This post was originally published on Wards Auto
Dealership service departments are steeling themselves for an expected increase in their cost of parts if and when tariffs as high as 25% on imported auto parts from Canada and Mexico kick in on April 2, as proposed by the Trump Admin. Tariffs on parts imported from China have already increased to 20%.
How to deal with those cost increases is a hot topic among dealers. But the impact can vary at the brand and even the model level. No one seems sure yet how the tariffs’ impact on a dealership’s parts and service department can be dealt with.
The tariffs “will likely cause parts prices to go up,” Matthew Phillips, CEO of Car Pros Automotive Group, tells WardsAuto. “I’m not sure manufacturers will try to pinpoint which parts are subject to tariffs and which aren’t, so they would likely spread the increase across all parts.”
Matthews says he won’t be surprised to see prices for manufacturer parts increase up to 15%.
“I don’t think there is really very much we could do” about the expected price increases, he says. “Some dealers might consider increasing inventory on certain parts, but I’m not aware of anyone doing that.”
The dealers Cox Auto speaks with are “concerned because the situation is rapidly changing,” Skyler Chadwick, Cox director of product consulting, tells WardsAuto.
Increased tariffs are likely to significantly impact the automotive industry, in particular dealer groups with large wholesale businesses, he says.
“Imagine waking up one day to find your parts inventory valuation has increased by 2% to 4% on a $2-3 million inventory; the impact would be substantial,” Chadwick says.
Uneven Impact
Non-manufacturer brand parts often come from China, Car Pros’ Phillips says. Car Pros franchises are all imports, mostly volume brands but also include a BMW and Mini franchise.
“Depending on the amount of tariffs on different countries, the delta between OEM and non-OEM parts could go up, down, or stay the same,” he says.
Dealerships will likely be impacted differently depending on the franchise and even the model, says Don Monda, director of operations at The Proctor Dealerships. Proctor includes a Honda, an Acura and a Subaru franchise.
Subaru models produced in Japan likely won’t be impacted much, he says. But Honda has manufacturing plants in Mexico and Canada.
Acura and Subaru produce some models in the U.S., but even models assembled in the U.S. may contain parts from Mexico or Canada.

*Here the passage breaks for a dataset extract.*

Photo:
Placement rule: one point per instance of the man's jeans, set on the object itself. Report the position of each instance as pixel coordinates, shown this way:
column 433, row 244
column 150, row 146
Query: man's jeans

“Once we see and get clarification of the direct impacts on the pricing, we will look into and take in consideration some discounts for our customers,” Monda says.
In the short term, as the cost of parts increases, he expects some cost sharing adjustments between the dealer and the customer, says Brendan Harrington, president of Autobahn of Fort Worth, a dealership group with primarily premium luxury franchises.
Tariffs will also impact fixed price services such as oil changes “where parts costs really eat into our already thin margins,” he says.
How much of that cost gets passed on to the customer can vary between luxury and non-luxury brands, Harrington says, because many of his group’s luxury brands include maintenance as a standard ownership perk.
But significant service price increases are unlikely, he figures, because prices were already increased during the COVID-19 pandemic.
“The market won’t absorb more increases, whether luxury or non-luxury,” Harrington says.
Dealers, Start Your Marketing Engines
Given the expected price increases, dealerships should ensure their service schedules and processes are organized and start marketing to customers who previously declined services such as brakes and tires, Chadwick says.
“Customers should not wait to fix their cars because next month (the price of) that brake job could increase significantly,” he says.